Georgia's Interior Ministry on Friday said its forces had taken firm control of the gorge and were hunting down some 70 holdout militia members. It said 25 other militia members or supporters of militia leader Emzar Kvistiani had been seized.
In a challenge to the separatist government, Georgian President Mikhail Saakashvili said late Thursday that Georgia intended to establish a legitimate "government of Abkhazia" in the gorge. Its members would likely to drawn from Abkhazia's government-in-exile, which was formed by those displaced from the territory by the previous decade's fighting.
The separatist president, Sergei Bagapsh, said Friday that Abkhazian forces had been placed on heightened alert, Interfax said.
Abkhazia seeks either independence or absorption into Russia, which has close ties with the separatist government but does not formally recognize it. Saakashvili's repeated vows to bring Abkhazia and another separatist region, South Ossetia, back under central government control have been a consistent irritant in relations between Tbilisi and Moscow.

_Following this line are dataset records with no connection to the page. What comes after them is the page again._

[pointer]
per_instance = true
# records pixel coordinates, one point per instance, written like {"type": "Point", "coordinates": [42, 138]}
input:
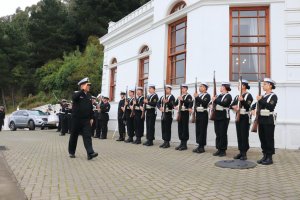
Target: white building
{"type": "Point", "coordinates": [177, 41]}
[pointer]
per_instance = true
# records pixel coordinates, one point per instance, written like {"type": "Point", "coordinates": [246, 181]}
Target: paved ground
{"type": "Point", "coordinates": [40, 162]}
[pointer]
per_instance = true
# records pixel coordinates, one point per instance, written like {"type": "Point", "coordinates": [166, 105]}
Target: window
{"type": "Point", "coordinates": [178, 7]}
{"type": "Point", "coordinates": [249, 43]}
{"type": "Point", "coordinates": [144, 68]}
{"type": "Point", "coordinates": [177, 52]}
{"type": "Point", "coordinates": [113, 80]}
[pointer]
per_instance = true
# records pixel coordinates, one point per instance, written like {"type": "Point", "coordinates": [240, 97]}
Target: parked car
{"type": "Point", "coordinates": [28, 119]}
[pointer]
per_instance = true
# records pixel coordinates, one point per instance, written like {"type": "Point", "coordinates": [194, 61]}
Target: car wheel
{"type": "Point", "coordinates": [31, 125]}
{"type": "Point", "coordinates": [12, 126]}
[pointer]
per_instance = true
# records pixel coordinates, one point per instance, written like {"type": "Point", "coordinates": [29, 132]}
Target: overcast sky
{"type": "Point", "coordinates": [8, 7]}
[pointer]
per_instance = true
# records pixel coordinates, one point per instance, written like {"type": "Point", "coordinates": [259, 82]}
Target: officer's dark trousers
{"type": "Point", "coordinates": [266, 136]}
{"type": "Point", "coordinates": [139, 124]}
{"type": "Point", "coordinates": [221, 127]}
{"type": "Point", "coordinates": [103, 134]}
{"type": "Point", "coordinates": [242, 130]}
{"type": "Point", "coordinates": [69, 123]}
{"type": "Point", "coordinates": [121, 126]}
{"type": "Point", "coordinates": [81, 126]}
{"type": "Point", "coordinates": [130, 125]}
{"type": "Point", "coordinates": [98, 127]}
{"type": "Point", "coordinates": [201, 128]}
{"type": "Point", "coordinates": [64, 124]}
{"type": "Point", "coordinates": [166, 126]}
{"type": "Point", "coordinates": [183, 126]}
{"type": "Point", "coordinates": [150, 124]}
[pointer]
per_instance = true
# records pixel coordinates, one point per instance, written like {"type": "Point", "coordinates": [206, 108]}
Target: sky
{"type": "Point", "coordinates": [8, 7]}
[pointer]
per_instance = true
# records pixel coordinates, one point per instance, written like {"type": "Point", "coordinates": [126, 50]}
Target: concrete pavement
{"type": "Point", "coordinates": [40, 162]}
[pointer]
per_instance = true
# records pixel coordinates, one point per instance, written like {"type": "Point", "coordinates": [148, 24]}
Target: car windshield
{"type": "Point", "coordinates": [37, 113]}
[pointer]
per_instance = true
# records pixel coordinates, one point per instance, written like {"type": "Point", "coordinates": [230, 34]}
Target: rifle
{"type": "Point", "coordinates": [195, 106]}
{"type": "Point", "coordinates": [255, 123]}
{"type": "Point", "coordinates": [179, 107]}
{"type": "Point", "coordinates": [238, 113]}
{"type": "Point", "coordinates": [126, 98]}
{"type": "Point", "coordinates": [145, 105]}
{"type": "Point", "coordinates": [164, 107]}
{"type": "Point", "coordinates": [133, 110]}
{"type": "Point", "coordinates": [212, 114]}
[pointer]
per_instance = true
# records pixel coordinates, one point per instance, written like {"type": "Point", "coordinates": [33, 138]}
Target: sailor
{"type": "Point", "coordinates": [222, 119]}
{"type": "Point", "coordinates": [166, 105]}
{"type": "Point", "coordinates": [202, 100]}
{"type": "Point", "coordinates": [241, 105]}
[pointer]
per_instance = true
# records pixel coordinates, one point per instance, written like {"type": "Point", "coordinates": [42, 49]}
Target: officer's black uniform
{"type": "Point", "coordinates": [243, 125]}
{"type": "Point", "coordinates": [69, 116]}
{"type": "Point", "coordinates": [150, 118]}
{"type": "Point", "coordinates": [183, 124]}
{"type": "Point", "coordinates": [104, 117]}
{"type": "Point", "coordinates": [2, 117]}
{"type": "Point", "coordinates": [202, 102]}
{"type": "Point", "coordinates": [64, 117]}
{"type": "Point", "coordinates": [166, 122]}
{"type": "Point", "coordinates": [81, 116]}
{"type": "Point", "coordinates": [221, 123]}
{"type": "Point", "coordinates": [138, 120]}
{"type": "Point", "coordinates": [98, 122]}
{"type": "Point", "coordinates": [266, 127]}
{"type": "Point", "coordinates": [121, 120]}
{"type": "Point", "coordinates": [129, 121]}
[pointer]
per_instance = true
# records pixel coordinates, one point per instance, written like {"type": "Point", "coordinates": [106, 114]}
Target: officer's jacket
{"type": "Point", "coordinates": [268, 101]}
{"type": "Point", "coordinates": [246, 103]}
{"type": "Point", "coordinates": [139, 103]}
{"type": "Point", "coordinates": [223, 100]}
{"type": "Point", "coordinates": [187, 101]}
{"type": "Point", "coordinates": [120, 111]}
{"type": "Point", "coordinates": [104, 107]}
{"type": "Point", "coordinates": [152, 101]}
{"type": "Point", "coordinates": [82, 105]}
{"type": "Point", "coordinates": [170, 105]}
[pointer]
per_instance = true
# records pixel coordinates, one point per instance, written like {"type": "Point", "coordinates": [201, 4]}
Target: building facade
{"type": "Point", "coordinates": [176, 41]}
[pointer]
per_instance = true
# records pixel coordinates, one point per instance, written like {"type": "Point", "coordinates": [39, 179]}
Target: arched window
{"type": "Point", "coordinates": [144, 68]}
{"type": "Point", "coordinates": [179, 6]}
{"type": "Point", "coordinates": [113, 80]}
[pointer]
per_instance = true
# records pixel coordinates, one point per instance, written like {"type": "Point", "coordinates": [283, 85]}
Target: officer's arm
{"type": "Point", "coordinates": [154, 101]}
{"type": "Point", "coordinates": [247, 102]}
{"type": "Point", "coordinates": [271, 105]}
{"type": "Point", "coordinates": [205, 100]}
{"type": "Point", "coordinates": [77, 95]}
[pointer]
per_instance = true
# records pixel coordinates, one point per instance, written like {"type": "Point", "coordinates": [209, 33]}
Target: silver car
{"type": "Point", "coordinates": [27, 119]}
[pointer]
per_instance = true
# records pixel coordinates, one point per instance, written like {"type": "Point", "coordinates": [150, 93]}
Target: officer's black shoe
{"type": "Point", "coordinates": [222, 153]}
{"type": "Point", "coordinates": [167, 145]}
{"type": "Point", "coordinates": [120, 139]}
{"type": "Point", "coordinates": [179, 146]}
{"type": "Point", "coordinates": [201, 150]}
{"type": "Point", "coordinates": [129, 140]}
{"type": "Point", "coordinates": [238, 156]}
{"type": "Point", "coordinates": [72, 155]}
{"type": "Point", "coordinates": [162, 145]}
{"type": "Point", "coordinates": [138, 141]}
{"type": "Point", "coordinates": [262, 159]}
{"type": "Point", "coordinates": [268, 160]}
{"type": "Point", "coordinates": [150, 143]}
{"type": "Point", "coordinates": [93, 155]}
{"type": "Point", "coordinates": [217, 153]}
{"type": "Point", "coordinates": [243, 156]}
{"type": "Point", "coordinates": [183, 147]}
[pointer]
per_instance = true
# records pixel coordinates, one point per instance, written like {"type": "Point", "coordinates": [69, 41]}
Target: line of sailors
{"type": "Point", "coordinates": [130, 115]}
{"type": "Point", "coordinates": [100, 117]}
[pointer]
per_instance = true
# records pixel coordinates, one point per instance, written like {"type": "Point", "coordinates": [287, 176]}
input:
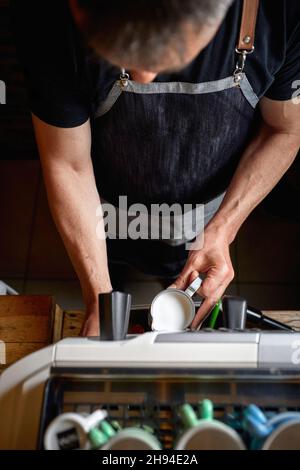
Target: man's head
{"type": "Point", "coordinates": [149, 37]}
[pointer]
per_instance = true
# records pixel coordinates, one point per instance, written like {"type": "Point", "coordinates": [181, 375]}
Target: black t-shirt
{"type": "Point", "coordinates": [66, 82]}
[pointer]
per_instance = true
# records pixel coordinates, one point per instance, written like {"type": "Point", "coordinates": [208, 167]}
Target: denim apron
{"type": "Point", "coordinates": [169, 143]}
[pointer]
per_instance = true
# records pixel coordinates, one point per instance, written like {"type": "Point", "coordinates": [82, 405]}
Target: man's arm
{"type": "Point", "coordinates": [264, 162]}
{"type": "Point", "coordinates": [73, 200]}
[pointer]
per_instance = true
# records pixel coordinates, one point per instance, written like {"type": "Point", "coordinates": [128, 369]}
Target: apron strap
{"type": "Point", "coordinates": [245, 45]}
{"type": "Point", "coordinates": [248, 24]}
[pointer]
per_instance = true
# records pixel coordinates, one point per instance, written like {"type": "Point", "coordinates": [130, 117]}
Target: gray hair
{"type": "Point", "coordinates": [144, 29]}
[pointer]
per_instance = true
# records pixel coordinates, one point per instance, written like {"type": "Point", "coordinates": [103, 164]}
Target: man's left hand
{"type": "Point", "coordinates": [213, 261]}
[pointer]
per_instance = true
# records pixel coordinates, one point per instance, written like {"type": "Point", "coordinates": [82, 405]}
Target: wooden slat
{"type": "Point", "coordinates": [57, 324]}
{"type": "Point", "coordinates": [26, 319]}
{"type": "Point", "coordinates": [73, 321]}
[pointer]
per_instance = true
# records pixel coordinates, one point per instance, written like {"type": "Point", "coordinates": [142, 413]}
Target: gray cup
{"type": "Point", "coordinates": [114, 313]}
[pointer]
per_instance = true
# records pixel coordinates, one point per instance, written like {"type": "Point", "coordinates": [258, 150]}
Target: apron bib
{"type": "Point", "coordinates": [174, 142]}
{"type": "Point", "coordinates": [171, 142]}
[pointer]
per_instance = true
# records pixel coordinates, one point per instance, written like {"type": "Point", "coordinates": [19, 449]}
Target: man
{"type": "Point", "coordinates": [159, 112]}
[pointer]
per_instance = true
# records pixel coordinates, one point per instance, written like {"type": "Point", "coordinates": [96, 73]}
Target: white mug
{"type": "Point", "coordinates": [69, 431]}
{"type": "Point", "coordinates": [174, 309]}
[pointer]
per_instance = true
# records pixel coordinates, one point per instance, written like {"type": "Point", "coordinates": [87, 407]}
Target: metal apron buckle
{"type": "Point", "coordinates": [238, 74]}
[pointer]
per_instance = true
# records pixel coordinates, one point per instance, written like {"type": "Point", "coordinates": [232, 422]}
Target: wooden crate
{"type": "Point", "coordinates": [28, 323]}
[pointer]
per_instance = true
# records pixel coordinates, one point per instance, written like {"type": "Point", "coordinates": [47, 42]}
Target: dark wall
{"type": "Point", "coordinates": [16, 134]}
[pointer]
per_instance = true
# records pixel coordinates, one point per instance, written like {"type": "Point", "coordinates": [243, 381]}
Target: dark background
{"type": "Point", "coordinates": [266, 254]}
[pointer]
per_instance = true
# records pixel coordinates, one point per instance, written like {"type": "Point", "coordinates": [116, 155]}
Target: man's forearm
{"type": "Point", "coordinates": [263, 164]}
{"type": "Point", "coordinates": [73, 200]}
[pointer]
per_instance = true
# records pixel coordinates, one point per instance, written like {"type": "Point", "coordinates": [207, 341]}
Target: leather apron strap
{"type": "Point", "coordinates": [248, 24]}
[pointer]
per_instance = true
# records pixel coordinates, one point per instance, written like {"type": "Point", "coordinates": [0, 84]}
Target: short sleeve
{"type": "Point", "coordinates": [52, 59]}
{"type": "Point", "coordinates": [283, 86]}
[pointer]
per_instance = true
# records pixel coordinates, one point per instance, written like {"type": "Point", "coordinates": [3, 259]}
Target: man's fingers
{"type": "Point", "coordinates": [185, 279]}
{"type": "Point", "coordinates": [215, 278]}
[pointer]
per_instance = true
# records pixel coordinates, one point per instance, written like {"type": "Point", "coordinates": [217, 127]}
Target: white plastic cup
{"type": "Point", "coordinates": [210, 435]}
{"type": "Point", "coordinates": [285, 437]}
{"type": "Point", "coordinates": [174, 309]}
{"type": "Point", "coordinates": [69, 431]}
{"type": "Point", "coordinates": [132, 439]}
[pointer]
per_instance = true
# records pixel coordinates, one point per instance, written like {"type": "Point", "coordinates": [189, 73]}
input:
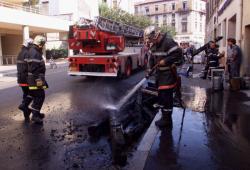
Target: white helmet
{"type": "Point", "coordinates": [151, 32]}
{"type": "Point", "coordinates": [27, 42]}
{"type": "Point", "coordinates": [39, 40]}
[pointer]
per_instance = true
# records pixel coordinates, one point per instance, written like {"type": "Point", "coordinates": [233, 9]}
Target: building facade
{"type": "Point", "coordinates": [19, 22]}
{"type": "Point", "coordinates": [187, 17]}
{"type": "Point", "coordinates": [230, 19]}
{"type": "Point", "coordinates": [126, 5]}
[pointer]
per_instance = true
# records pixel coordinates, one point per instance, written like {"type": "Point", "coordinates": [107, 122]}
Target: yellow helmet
{"type": "Point", "coordinates": [28, 42]}
{"type": "Point", "coordinates": [151, 32]}
{"type": "Point", "coordinates": [39, 40]}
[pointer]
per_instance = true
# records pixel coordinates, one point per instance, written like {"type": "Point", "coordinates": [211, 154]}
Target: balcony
{"type": "Point", "coordinates": [16, 4]}
{"type": "Point", "coordinates": [183, 10]}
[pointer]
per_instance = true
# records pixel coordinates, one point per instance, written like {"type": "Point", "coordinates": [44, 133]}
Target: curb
{"type": "Point", "coordinates": [141, 154]}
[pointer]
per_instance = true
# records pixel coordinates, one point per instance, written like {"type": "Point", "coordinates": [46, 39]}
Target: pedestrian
{"type": "Point", "coordinates": [234, 57]}
{"type": "Point", "coordinates": [22, 74]}
{"type": "Point", "coordinates": [167, 53]}
{"type": "Point", "coordinates": [36, 78]}
{"type": "Point", "coordinates": [213, 56]}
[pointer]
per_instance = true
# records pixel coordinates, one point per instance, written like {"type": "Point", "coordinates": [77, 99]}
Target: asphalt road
{"type": "Point", "coordinates": [71, 105]}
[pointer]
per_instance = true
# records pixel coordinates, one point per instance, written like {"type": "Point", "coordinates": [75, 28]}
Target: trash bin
{"type": "Point", "coordinates": [217, 83]}
{"type": "Point", "coordinates": [246, 82]}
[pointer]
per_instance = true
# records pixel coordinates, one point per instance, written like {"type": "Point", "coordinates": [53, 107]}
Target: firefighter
{"type": "Point", "coordinates": [166, 53]}
{"type": "Point", "coordinates": [213, 56]}
{"type": "Point", "coordinates": [36, 77]}
{"type": "Point", "coordinates": [22, 74]}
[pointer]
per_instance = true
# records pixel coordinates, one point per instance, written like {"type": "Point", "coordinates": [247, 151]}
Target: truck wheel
{"type": "Point", "coordinates": [128, 68]}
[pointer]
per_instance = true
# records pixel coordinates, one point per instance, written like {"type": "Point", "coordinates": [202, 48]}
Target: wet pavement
{"type": "Point", "coordinates": [215, 132]}
{"type": "Point", "coordinates": [71, 105]}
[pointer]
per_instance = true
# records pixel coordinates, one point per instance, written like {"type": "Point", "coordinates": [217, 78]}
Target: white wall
{"type": "Point", "coordinates": [21, 18]}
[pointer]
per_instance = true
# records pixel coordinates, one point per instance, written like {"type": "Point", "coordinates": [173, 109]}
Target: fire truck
{"type": "Point", "coordinates": [105, 48]}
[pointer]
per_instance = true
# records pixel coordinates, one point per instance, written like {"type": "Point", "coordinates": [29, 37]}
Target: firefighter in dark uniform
{"type": "Point", "coordinates": [213, 56]}
{"type": "Point", "coordinates": [167, 53]}
{"type": "Point", "coordinates": [22, 74]}
{"type": "Point", "coordinates": [36, 77]}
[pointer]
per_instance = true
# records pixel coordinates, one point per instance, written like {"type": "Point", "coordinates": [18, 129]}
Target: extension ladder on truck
{"type": "Point", "coordinates": [118, 28]}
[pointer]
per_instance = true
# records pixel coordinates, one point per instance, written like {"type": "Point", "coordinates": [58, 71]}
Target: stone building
{"type": "Point", "coordinates": [187, 17]}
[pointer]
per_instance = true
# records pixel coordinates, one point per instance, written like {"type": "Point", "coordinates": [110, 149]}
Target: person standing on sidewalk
{"type": "Point", "coordinates": [22, 74]}
{"type": "Point", "coordinates": [167, 53]}
{"type": "Point", "coordinates": [36, 78]}
{"type": "Point", "coordinates": [234, 58]}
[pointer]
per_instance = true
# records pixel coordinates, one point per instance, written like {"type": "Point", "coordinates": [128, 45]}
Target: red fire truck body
{"type": "Point", "coordinates": [105, 48]}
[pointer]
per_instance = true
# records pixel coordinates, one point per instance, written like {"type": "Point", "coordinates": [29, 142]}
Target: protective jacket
{"type": "Point", "coordinates": [168, 50]}
{"type": "Point", "coordinates": [36, 69]}
{"type": "Point", "coordinates": [22, 66]}
{"type": "Point", "coordinates": [213, 57]}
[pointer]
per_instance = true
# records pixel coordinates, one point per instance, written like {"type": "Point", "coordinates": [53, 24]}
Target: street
{"type": "Point", "coordinates": [214, 133]}
{"type": "Point", "coordinates": [71, 105]}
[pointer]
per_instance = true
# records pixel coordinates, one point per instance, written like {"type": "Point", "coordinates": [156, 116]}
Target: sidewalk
{"type": "Point", "coordinates": [10, 70]}
{"type": "Point", "coordinates": [214, 132]}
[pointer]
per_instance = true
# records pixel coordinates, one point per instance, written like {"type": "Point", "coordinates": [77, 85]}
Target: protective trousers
{"type": "Point", "coordinates": [38, 99]}
{"type": "Point", "coordinates": [27, 98]}
{"type": "Point", "coordinates": [165, 99]}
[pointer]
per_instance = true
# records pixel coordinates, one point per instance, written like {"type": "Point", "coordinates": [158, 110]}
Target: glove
{"type": "Point", "coordinates": [39, 82]}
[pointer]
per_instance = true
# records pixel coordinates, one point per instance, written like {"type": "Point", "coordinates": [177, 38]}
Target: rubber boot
{"type": "Point", "coordinates": [165, 121]}
{"type": "Point", "coordinates": [42, 115]}
{"type": "Point", "coordinates": [26, 111]}
{"type": "Point", "coordinates": [36, 118]}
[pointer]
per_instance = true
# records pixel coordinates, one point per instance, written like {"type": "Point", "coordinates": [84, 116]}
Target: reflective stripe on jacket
{"type": "Point", "coordinates": [22, 66]}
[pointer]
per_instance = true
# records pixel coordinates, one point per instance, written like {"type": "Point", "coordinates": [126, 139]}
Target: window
{"type": "Point", "coordinates": [184, 23]}
{"type": "Point", "coordinates": [184, 26]}
{"type": "Point", "coordinates": [156, 19]}
{"type": "Point", "coordinates": [173, 24]}
{"type": "Point", "coordinates": [164, 19]}
{"type": "Point", "coordinates": [136, 10]}
{"type": "Point", "coordinates": [184, 5]}
{"type": "Point", "coordinates": [173, 6]}
{"type": "Point", "coordinates": [164, 7]}
{"type": "Point", "coordinates": [173, 16]}
{"type": "Point", "coordinates": [156, 7]}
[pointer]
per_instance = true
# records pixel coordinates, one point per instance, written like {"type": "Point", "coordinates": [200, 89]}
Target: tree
{"type": "Point", "coordinates": [119, 15]}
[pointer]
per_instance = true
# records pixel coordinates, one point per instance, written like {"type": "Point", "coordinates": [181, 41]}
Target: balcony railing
{"type": "Point", "coordinates": [9, 59]}
{"type": "Point", "coordinates": [22, 8]}
{"type": "Point", "coordinates": [183, 9]}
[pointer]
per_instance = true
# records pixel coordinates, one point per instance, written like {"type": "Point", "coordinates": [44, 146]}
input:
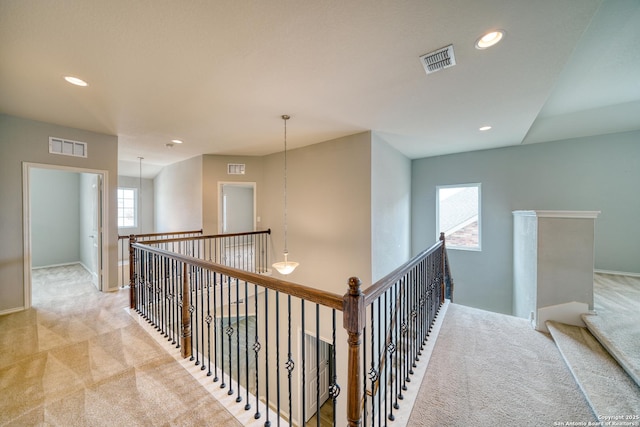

Russia has peacekeeping forces in both provinces. Georgia accuses the peacekeepers of siding with the separatists.
Russian Foreign Minister Sergey Lavrov, in Malaysia for ASEAN security talks, said Friday that all signs indicate "the Georgian authorities will try to solve the problems in South Ossetia and Abkhazia by force. ... I don't think Georgia has a chance to solve these problems by force," the ITAR-Tass news agency reported.